According to the European Commission inspection results, Google will have to pay 10% of the amount of the annual income. The reason for this punishment is Google’s abuse of dominance. It gives its own services preferential treatment and ranks search results. Moreover, it uses the contents created by other companies without paying any compensation. Google also banned the site owners from using the third-party ads. The European Commission is going to thoroughly monitor the corporation activity during a month. If any incompliance with the honest business conduct principles is found, Google will be under the antitrust investigation.

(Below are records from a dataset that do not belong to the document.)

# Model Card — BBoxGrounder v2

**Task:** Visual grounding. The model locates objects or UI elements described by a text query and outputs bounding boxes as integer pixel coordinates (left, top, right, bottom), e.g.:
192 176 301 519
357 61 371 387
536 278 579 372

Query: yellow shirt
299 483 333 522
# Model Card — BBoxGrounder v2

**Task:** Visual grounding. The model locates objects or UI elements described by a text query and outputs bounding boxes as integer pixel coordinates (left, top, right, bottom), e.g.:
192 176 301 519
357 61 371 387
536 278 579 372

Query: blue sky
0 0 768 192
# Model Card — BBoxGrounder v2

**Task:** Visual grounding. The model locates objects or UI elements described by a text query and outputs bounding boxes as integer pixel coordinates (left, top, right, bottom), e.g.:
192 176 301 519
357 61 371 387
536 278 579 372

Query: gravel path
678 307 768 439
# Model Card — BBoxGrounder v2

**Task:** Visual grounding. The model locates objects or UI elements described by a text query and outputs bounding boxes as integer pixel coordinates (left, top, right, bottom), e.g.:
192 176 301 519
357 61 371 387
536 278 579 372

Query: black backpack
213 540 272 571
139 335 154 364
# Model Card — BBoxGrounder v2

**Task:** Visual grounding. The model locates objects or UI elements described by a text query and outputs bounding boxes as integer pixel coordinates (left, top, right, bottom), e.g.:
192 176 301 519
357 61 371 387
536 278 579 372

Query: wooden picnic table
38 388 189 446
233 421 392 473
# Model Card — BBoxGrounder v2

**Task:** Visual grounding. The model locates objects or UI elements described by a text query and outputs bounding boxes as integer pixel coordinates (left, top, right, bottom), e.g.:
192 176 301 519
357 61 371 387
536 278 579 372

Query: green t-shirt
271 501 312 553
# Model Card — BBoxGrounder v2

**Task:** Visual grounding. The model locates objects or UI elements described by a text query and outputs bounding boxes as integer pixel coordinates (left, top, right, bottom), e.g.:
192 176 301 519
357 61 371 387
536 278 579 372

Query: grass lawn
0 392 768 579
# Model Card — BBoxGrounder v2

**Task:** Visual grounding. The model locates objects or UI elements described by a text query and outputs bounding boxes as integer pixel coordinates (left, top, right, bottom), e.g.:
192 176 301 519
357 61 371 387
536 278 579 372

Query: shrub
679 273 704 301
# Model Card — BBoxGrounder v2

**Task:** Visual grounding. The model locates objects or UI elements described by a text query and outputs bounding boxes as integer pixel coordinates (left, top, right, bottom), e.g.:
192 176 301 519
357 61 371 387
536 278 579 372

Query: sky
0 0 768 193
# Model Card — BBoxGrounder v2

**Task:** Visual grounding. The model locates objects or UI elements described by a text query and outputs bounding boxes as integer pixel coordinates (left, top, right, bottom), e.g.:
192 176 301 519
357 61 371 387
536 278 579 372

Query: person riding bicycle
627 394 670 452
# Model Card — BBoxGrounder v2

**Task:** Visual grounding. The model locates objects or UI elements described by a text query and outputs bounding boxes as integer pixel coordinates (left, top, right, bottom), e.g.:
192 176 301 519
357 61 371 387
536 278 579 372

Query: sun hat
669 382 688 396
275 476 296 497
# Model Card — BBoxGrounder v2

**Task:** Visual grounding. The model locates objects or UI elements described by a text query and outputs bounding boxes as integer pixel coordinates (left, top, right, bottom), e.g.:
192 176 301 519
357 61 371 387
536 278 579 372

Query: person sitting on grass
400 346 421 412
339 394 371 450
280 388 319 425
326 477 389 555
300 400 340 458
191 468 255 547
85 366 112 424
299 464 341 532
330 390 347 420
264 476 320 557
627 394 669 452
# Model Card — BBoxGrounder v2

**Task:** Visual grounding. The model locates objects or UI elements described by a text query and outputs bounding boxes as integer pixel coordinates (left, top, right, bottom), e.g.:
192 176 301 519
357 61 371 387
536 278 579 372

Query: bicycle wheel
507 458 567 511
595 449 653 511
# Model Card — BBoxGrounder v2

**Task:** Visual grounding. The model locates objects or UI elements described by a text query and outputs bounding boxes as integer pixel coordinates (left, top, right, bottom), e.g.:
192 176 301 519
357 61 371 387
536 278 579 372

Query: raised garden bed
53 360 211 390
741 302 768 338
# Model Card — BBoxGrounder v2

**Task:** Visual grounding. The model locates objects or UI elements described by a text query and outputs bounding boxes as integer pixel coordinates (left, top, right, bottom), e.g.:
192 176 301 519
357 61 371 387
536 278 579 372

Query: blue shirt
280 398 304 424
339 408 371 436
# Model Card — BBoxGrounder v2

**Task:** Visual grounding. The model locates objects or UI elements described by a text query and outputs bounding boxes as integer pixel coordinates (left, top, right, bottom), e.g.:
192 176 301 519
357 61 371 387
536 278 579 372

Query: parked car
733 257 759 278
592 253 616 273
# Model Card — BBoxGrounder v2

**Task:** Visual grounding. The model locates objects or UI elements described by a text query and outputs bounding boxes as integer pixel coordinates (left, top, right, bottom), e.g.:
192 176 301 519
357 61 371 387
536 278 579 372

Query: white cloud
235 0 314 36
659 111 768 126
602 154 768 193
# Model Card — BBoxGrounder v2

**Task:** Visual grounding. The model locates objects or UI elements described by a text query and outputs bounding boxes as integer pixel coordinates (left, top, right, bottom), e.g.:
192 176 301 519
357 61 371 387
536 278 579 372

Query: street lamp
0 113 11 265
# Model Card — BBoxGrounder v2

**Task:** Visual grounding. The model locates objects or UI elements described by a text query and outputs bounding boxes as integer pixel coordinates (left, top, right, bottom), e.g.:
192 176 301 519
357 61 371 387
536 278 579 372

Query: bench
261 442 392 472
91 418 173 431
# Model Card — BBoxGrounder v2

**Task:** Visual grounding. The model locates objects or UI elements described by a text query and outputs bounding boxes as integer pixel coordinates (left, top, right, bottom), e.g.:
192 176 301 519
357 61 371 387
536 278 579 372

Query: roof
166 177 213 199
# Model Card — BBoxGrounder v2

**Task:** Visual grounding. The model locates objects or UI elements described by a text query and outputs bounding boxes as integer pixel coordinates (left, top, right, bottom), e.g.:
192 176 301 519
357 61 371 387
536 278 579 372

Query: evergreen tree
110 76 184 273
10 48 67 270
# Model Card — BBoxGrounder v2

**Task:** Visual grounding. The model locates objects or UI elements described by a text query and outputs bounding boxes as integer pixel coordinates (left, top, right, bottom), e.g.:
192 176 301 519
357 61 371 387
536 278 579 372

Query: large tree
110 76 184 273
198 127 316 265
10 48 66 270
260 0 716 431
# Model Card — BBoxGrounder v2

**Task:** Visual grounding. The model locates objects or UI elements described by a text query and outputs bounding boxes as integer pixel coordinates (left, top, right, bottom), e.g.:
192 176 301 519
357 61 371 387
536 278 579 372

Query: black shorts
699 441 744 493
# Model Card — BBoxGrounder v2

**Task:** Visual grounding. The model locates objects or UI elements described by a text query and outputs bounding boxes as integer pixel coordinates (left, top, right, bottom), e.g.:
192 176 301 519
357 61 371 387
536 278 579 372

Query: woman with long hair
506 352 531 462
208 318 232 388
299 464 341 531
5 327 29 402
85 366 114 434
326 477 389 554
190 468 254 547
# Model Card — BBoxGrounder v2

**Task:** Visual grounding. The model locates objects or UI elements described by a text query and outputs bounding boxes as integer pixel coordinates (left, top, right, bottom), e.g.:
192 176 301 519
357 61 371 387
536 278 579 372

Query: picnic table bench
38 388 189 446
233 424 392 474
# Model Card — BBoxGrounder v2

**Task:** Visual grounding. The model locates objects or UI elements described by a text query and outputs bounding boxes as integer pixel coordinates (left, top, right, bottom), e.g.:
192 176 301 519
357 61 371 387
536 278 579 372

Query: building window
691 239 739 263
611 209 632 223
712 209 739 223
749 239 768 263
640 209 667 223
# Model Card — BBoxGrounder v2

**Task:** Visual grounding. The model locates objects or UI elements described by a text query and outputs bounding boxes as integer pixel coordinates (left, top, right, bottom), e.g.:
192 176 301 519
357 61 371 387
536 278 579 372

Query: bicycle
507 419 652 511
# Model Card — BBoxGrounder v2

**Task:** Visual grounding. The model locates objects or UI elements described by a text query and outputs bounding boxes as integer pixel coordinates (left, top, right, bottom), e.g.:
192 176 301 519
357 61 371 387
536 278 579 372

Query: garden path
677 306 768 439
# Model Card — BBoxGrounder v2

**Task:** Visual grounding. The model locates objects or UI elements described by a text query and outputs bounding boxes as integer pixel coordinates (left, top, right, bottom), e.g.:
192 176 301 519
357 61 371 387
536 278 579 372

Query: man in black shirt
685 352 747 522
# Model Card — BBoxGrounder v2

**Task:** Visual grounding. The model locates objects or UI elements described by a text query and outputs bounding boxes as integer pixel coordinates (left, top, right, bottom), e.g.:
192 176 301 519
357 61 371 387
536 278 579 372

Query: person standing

Google has put forward a number of proposals that can help ease some of the sanctions imposed by the European Commission. The company agreed to label the Google services’ links. Google also will remove the restrictions on advertising and provide the news sites with the opportunity of indicating articles, page by page, to include in the Google news.
In January, the Federal Trade Commission made a similar claim, but after some concessions made by Google, the company was exonerated from part of the accusations.
Unlike the United States, the European Commission intends to act much more severely. Its official website says that the market situation and legal regulations in the U.S. and Europe are very different. For example, 30% of online search services in the U.S. are provided by Bing and Yahoo!, meanwhile in Europe Google processes about 90% of requests.
If Google does not make concessions, the world can soon see two Google systems: the one for the EU countries and the other one for all the rest.